Stadia plays into a trend in which content — ranging from blockbuster films to work projects — lives in the cloud and is accessible from any device.
“All of these new services are merely pointing out that we don’t need sophisticated hardware in the home to access entertainment,” said Wedbush Securities equity research managing director Michael Pachter.
Google last month sold out of “Founder’s Edition” kits, which are priced at $129.
Each kit contains a Stadia controller and a pendant-shaped Chromecast Ultra wireless connection device that plugs into television sets.
Stadia games are playable using Google Chrome web browser software on computers.
It also works with Google-made Pixel smartphones from the second-generation onward, and on televisions.
Stadia Pro subscriptions, priced at $10 a month in the US, will be available in 14 countries in North America and Europe.

'Underwhelming'
However, analysts say Stadia could wind up as another “bet” that Google walks away from if it fails to live up to expectations.
“Stadia will live or die by its content,” said Ovum senior analyst George Jijiashvili.
“The announced 12 launch titles are underwhelming.”
Subscribers will be able to buy games that will be hosted at Google data-centers, but some free games will be available to subscribers, starting with “Destiny 2: The Collection.”
Stadia on smartphones will work with WiFi connections rather than rely on mobile telecom services.
Being able to play without lags or interruptions is paramount to gamers, and flawed Internet connections could cause frustration. Internet speed will also determine how rich in-game graphics can be.
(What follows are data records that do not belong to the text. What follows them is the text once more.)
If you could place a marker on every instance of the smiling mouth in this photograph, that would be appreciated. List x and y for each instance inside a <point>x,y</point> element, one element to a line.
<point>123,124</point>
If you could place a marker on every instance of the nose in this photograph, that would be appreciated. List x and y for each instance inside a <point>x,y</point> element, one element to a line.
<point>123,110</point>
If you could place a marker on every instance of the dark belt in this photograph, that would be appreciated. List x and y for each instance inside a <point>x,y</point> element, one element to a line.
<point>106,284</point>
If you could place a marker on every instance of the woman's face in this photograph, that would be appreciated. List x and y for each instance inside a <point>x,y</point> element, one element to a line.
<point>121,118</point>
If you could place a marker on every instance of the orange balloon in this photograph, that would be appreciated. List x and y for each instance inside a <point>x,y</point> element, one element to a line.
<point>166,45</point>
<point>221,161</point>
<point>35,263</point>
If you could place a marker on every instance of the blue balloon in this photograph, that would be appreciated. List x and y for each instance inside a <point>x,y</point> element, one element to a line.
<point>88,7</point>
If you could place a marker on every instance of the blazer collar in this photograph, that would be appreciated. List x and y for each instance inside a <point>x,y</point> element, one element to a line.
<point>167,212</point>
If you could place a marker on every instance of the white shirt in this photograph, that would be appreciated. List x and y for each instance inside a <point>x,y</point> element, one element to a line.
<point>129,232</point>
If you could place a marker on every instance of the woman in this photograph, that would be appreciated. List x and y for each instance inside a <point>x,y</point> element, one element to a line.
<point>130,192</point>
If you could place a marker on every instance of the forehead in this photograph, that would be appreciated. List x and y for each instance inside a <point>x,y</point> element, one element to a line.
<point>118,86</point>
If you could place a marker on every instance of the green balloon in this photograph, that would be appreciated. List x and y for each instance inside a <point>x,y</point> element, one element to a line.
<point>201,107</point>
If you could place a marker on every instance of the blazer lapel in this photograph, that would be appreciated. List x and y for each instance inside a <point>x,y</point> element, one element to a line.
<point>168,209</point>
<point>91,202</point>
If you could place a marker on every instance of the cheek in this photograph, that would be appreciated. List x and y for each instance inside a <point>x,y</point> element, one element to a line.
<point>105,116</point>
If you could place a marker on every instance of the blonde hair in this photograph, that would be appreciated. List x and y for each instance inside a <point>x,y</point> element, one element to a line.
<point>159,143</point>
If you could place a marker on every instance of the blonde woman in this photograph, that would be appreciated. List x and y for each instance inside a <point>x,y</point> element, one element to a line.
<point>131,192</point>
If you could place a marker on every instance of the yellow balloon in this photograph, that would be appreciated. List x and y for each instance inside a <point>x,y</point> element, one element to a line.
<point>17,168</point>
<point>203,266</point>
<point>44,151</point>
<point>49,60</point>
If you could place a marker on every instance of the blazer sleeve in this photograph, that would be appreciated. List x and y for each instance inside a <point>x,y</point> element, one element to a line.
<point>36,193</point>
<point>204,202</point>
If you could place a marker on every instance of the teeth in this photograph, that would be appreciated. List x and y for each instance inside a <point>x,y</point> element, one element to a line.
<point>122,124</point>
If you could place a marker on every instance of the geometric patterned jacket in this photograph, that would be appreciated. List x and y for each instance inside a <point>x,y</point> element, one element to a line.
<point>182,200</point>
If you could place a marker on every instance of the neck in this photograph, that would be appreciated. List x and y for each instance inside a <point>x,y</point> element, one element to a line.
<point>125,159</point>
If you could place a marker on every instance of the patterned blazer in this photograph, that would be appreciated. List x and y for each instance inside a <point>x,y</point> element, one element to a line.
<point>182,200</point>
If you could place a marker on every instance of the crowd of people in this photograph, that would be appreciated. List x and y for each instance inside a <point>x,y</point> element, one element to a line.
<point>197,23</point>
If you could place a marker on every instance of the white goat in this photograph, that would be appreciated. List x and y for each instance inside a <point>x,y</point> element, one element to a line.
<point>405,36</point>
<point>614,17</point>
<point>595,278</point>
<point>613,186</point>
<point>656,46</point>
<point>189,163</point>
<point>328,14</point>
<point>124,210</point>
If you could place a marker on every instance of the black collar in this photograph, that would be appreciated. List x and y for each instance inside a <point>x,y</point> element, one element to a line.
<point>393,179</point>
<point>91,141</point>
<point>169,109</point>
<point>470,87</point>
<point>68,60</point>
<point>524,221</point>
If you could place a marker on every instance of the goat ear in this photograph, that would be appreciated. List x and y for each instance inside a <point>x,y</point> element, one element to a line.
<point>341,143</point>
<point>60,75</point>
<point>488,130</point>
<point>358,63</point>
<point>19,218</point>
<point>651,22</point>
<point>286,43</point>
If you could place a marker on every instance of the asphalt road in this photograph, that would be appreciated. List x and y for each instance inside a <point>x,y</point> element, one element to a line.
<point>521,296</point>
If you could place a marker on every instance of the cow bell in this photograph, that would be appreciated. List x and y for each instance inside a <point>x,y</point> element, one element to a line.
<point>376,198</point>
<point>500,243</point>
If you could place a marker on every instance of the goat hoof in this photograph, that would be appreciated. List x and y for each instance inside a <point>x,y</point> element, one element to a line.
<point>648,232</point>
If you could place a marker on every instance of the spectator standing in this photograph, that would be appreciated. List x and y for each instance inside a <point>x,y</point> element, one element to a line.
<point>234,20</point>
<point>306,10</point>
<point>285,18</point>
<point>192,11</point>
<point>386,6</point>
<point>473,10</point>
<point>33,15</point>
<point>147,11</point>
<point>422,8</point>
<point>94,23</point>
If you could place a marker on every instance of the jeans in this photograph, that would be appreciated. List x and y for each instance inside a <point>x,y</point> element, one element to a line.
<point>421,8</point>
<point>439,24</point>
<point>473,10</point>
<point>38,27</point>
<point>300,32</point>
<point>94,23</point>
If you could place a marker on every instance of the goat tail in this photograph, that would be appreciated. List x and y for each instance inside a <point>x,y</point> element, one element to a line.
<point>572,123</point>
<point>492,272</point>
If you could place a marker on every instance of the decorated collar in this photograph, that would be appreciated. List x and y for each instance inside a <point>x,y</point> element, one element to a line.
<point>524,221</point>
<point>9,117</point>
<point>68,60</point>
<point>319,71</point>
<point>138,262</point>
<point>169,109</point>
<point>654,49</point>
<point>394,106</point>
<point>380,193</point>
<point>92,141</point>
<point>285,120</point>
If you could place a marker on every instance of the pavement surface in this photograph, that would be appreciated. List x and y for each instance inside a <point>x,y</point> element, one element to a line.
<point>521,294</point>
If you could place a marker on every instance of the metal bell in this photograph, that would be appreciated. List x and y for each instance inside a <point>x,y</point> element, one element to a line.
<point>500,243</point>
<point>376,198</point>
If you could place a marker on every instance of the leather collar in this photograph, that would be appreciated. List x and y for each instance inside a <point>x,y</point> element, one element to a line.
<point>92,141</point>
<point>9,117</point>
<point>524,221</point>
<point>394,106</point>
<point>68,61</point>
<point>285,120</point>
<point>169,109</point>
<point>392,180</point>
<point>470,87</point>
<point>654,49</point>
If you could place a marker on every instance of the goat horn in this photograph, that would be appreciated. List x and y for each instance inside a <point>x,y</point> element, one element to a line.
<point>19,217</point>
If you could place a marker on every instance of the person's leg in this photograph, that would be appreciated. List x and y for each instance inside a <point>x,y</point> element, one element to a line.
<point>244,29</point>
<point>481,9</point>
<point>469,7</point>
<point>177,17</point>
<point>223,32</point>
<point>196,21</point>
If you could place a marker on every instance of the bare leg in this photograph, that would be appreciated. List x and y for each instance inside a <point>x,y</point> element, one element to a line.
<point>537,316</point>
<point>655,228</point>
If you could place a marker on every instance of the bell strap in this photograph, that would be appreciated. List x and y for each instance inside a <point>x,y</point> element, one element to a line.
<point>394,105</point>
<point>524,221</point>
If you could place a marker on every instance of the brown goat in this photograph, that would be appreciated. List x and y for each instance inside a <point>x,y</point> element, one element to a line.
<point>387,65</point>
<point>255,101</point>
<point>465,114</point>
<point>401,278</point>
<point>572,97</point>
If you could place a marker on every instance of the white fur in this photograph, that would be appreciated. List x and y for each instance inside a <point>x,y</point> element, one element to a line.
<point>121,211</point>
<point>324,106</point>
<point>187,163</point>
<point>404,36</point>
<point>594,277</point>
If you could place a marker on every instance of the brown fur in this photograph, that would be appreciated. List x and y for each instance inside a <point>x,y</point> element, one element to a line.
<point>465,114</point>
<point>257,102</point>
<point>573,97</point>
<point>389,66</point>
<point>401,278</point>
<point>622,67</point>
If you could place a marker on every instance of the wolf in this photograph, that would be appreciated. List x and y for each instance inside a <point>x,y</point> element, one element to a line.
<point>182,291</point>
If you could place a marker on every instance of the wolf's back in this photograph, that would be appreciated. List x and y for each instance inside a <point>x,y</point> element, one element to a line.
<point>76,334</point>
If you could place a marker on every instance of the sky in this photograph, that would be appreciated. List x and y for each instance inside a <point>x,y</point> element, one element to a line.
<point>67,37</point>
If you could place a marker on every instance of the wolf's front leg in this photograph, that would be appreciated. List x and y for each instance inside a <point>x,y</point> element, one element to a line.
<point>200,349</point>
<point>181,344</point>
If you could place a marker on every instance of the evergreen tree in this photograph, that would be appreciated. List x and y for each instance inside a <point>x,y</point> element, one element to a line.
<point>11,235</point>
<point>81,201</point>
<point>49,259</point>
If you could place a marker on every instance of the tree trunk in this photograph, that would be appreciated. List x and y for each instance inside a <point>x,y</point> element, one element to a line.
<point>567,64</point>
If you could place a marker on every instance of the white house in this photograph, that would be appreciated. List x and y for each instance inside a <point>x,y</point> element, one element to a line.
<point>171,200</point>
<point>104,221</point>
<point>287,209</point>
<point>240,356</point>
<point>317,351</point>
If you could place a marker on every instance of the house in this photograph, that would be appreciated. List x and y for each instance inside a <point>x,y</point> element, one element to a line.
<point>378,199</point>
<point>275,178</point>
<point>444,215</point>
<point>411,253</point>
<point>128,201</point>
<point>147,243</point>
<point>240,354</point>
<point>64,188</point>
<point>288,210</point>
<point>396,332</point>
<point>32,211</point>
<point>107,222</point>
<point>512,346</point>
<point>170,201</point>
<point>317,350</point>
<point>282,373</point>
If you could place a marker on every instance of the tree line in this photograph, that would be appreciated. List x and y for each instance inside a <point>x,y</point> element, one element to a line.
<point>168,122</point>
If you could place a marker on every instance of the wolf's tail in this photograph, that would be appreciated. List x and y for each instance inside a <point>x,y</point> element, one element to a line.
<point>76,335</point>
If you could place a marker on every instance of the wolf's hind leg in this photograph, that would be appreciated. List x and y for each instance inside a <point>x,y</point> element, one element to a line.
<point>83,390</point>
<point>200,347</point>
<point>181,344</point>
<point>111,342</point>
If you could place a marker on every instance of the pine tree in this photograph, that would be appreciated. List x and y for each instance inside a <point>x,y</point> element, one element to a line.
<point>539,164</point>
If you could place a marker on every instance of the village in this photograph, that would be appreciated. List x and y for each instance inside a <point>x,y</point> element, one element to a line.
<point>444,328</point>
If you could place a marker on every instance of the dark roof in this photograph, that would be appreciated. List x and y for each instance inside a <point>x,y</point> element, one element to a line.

Some promised features such as integration with YouTube will not be in place at launch.
“Stadia appears to be rushed out the door before fully ready and, worryingly, Google is risking falling short on its promises,” Jijiashvili said.
“These shortcomings however would be easily overlooked if Google can deliver a very reliable and high-quality game streaming service.”
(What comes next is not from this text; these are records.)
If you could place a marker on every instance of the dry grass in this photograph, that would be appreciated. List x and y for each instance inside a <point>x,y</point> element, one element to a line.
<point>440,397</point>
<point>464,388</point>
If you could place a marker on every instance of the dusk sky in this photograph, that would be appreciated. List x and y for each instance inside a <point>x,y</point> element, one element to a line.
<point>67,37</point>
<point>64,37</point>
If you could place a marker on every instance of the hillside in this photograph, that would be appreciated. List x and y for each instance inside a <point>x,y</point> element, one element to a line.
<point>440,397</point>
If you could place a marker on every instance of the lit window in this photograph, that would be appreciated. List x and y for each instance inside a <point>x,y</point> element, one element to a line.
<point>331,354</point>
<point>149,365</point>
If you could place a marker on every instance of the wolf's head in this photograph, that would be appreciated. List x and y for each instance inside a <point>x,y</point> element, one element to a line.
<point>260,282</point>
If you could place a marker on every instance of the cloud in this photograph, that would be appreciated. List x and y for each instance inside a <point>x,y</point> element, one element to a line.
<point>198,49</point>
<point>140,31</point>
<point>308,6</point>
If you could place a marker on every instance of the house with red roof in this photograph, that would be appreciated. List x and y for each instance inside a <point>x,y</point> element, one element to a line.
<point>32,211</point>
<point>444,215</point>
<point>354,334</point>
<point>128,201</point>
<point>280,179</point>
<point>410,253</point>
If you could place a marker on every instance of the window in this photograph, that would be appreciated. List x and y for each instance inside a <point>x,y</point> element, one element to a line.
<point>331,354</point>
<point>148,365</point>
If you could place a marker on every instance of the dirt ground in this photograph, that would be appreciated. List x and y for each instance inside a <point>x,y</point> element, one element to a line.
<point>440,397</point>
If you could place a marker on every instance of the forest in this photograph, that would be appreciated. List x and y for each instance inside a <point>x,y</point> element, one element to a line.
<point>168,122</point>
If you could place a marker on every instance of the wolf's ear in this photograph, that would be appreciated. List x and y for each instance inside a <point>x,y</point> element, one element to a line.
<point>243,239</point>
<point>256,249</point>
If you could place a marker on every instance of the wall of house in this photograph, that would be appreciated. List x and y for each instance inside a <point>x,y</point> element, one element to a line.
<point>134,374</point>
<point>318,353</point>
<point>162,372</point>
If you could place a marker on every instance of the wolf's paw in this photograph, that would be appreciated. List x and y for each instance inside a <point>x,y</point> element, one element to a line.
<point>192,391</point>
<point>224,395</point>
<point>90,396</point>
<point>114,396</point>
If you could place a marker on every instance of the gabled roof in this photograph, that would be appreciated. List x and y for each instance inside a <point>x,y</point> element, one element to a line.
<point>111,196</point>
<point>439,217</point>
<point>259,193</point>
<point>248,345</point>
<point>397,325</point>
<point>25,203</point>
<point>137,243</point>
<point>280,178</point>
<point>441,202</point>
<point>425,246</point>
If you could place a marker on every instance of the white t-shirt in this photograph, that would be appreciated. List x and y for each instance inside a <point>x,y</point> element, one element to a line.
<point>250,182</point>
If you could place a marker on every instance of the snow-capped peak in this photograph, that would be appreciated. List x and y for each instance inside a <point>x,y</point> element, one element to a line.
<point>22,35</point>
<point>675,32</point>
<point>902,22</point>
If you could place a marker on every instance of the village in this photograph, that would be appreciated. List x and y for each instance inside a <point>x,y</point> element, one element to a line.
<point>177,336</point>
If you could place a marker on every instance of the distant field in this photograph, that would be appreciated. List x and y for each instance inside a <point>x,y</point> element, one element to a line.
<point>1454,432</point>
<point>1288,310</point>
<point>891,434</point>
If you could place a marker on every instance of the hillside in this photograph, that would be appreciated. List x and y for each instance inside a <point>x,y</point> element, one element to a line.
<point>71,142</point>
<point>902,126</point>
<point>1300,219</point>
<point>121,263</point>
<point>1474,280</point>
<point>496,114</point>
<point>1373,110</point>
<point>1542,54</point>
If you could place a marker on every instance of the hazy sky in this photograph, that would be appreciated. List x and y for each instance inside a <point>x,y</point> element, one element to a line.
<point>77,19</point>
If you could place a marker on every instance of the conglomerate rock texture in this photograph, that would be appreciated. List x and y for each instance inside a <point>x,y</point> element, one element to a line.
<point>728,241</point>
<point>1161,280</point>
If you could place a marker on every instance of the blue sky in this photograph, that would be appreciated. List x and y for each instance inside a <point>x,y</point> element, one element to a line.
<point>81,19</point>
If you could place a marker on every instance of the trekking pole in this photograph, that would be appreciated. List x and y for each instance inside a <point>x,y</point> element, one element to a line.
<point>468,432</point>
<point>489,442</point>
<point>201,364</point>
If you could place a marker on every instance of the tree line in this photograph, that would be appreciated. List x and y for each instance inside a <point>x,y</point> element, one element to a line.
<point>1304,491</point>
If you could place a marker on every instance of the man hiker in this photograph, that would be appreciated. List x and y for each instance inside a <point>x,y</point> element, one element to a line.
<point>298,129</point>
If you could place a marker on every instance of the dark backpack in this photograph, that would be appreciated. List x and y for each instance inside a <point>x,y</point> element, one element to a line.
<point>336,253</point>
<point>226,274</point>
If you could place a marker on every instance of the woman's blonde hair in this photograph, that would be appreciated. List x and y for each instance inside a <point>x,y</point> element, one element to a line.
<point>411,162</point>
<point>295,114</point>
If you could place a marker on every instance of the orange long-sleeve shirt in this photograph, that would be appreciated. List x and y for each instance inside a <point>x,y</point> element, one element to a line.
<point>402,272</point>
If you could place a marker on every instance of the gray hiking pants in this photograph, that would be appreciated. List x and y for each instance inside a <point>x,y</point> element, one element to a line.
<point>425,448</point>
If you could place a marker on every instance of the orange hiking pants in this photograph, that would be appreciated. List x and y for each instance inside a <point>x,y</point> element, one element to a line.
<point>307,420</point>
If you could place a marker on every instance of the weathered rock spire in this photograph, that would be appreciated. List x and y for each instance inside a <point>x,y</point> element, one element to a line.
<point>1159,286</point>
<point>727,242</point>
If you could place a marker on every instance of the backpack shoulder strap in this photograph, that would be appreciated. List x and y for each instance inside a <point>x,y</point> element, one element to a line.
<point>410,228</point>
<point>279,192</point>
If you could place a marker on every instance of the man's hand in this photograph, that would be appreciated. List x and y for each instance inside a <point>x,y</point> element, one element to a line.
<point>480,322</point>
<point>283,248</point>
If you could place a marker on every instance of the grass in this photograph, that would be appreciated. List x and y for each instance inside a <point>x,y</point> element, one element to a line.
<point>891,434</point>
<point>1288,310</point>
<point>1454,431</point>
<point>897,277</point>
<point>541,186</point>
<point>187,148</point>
Google appears committed to doing just that, according to Ubisoft senior vice president of partnerships Chris Early.
The French video game giant has been working with Google and its games are among titles coming to the service.
“From what I have seen, their plans are too deep; they are too good, and they are too invested,” Early said. “They are not calling it quits any time soon.”
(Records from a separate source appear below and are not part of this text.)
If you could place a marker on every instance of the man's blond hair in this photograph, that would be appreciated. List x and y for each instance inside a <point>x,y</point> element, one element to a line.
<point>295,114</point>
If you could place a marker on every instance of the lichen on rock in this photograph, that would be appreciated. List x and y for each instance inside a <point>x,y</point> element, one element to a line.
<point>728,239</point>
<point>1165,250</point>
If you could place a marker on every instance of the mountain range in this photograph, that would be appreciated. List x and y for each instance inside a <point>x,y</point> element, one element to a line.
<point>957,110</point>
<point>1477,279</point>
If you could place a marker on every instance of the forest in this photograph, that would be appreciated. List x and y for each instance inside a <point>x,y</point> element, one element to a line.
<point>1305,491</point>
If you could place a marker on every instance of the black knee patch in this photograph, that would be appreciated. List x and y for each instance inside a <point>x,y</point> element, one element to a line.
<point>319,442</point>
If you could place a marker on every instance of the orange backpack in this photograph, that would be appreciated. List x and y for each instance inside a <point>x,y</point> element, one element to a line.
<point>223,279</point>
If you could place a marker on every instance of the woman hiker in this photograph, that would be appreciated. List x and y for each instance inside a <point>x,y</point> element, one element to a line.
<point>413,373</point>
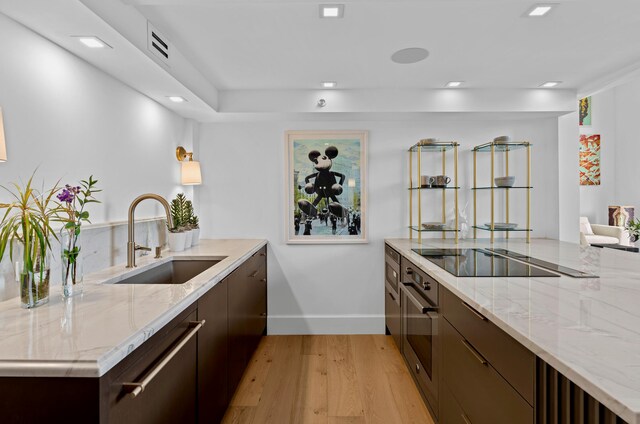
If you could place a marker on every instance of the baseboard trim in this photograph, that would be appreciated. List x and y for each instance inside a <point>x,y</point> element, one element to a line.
<point>325,324</point>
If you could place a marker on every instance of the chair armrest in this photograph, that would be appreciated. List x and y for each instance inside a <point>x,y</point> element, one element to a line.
<point>608,230</point>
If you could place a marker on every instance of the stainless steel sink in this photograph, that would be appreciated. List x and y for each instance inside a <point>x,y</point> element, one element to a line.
<point>173,272</point>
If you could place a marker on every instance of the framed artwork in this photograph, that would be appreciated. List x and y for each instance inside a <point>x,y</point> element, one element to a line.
<point>326,187</point>
<point>585,111</point>
<point>589,159</point>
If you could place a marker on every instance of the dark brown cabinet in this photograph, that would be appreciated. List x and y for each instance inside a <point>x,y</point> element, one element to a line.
<point>392,296</point>
<point>213,354</point>
<point>189,369</point>
<point>247,300</point>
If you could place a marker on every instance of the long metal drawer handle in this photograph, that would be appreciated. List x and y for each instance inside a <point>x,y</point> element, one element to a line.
<point>474,352</point>
<point>476,313</point>
<point>134,389</point>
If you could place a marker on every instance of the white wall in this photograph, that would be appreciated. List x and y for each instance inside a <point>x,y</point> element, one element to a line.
<point>595,200</point>
<point>339,288</point>
<point>627,110</point>
<point>70,120</point>
<point>615,117</point>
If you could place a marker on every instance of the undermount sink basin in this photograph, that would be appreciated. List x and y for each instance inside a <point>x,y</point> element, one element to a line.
<point>172,272</point>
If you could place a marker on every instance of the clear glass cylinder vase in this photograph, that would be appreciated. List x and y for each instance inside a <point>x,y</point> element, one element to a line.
<point>72,262</point>
<point>33,276</point>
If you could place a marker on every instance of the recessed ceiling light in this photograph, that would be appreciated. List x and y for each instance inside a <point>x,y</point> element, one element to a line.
<point>410,55</point>
<point>539,10</point>
<point>550,84</point>
<point>331,10</point>
<point>92,42</point>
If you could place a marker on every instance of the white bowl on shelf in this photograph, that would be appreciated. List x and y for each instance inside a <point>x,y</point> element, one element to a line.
<point>507,181</point>
<point>502,225</point>
<point>434,225</point>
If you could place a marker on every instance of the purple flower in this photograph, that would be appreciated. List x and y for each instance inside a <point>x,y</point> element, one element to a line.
<point>66,195</point>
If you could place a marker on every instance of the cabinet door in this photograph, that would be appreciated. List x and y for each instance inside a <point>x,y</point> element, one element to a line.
<point>213,396</point>
<point>247,293</point>
<point>170,397</point>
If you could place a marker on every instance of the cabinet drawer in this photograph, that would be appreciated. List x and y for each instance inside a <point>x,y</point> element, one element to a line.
<point>512,360</point>
<point>450,410</point>
<point>481,392</point>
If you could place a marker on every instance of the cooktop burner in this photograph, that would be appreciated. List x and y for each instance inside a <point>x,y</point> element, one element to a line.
<point>480,263</point>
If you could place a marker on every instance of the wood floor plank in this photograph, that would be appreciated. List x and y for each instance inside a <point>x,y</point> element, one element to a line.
<point>343,390</point>
<point>314,345</point>
<point>391,356</point>
<point>337,379</point>
<point>347,420</point>
<point>239,415</point>
<point>281,386</point>
<point>379,405</point>
<point>407,400</point>
<point>310,405</point>
<point>254,378</point>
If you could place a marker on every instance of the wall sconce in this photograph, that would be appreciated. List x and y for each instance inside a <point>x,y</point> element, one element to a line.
<point>3,146</point>
<point>190,174</point>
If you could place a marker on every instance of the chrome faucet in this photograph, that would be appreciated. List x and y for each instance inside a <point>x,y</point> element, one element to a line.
<point>131,243</point>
He expects a long launch period during which Google will beef up Stadia.
“If there is a one-day problem at launch, it isn’t the end of the world; it isn’t even close,” he said, stressing the potential for Stadia to let people play without investing in consoles.
But Pachter questioned whether subscriptions were the right approach.
“The right model is pay as you go or pay for the game and play unlimited without a subscription,” Pachter said.
“Amazon will try one of those and will win the streaming wars.”
Amazon has game studios but no online game service.

Project xCloud
US technology veteran Microsoft has been testing a Project xCloud online game platform.
“Next year, we’ll bring Project xCloud to Windows PCs, and are collaborating with a broad set of partners to make game streaming available on other devices as well,” Microsoft corporate vice president Kareem Choudhry said in an online post.
Sony Interactive Entertainment last month slashed the price of its PlayStation Now cloud video game service by about half in the US to $10 monthly.
Japan-based Sony also boosted the library of games that PlayStation Now users can access through its consoles or on personal computers powered by Windows software.
Sony and Microsoft are also poised to release new-generation video game consoles next year.
“While we expect dedicated consoles to eventually lose relevance in the face of cloud gaming services, there’s no guarantee that it will be Google’s service — rather than Sony and Microsoft’s — that catalyzes this trend,” said Ovum senior analyst Matthew Bailey.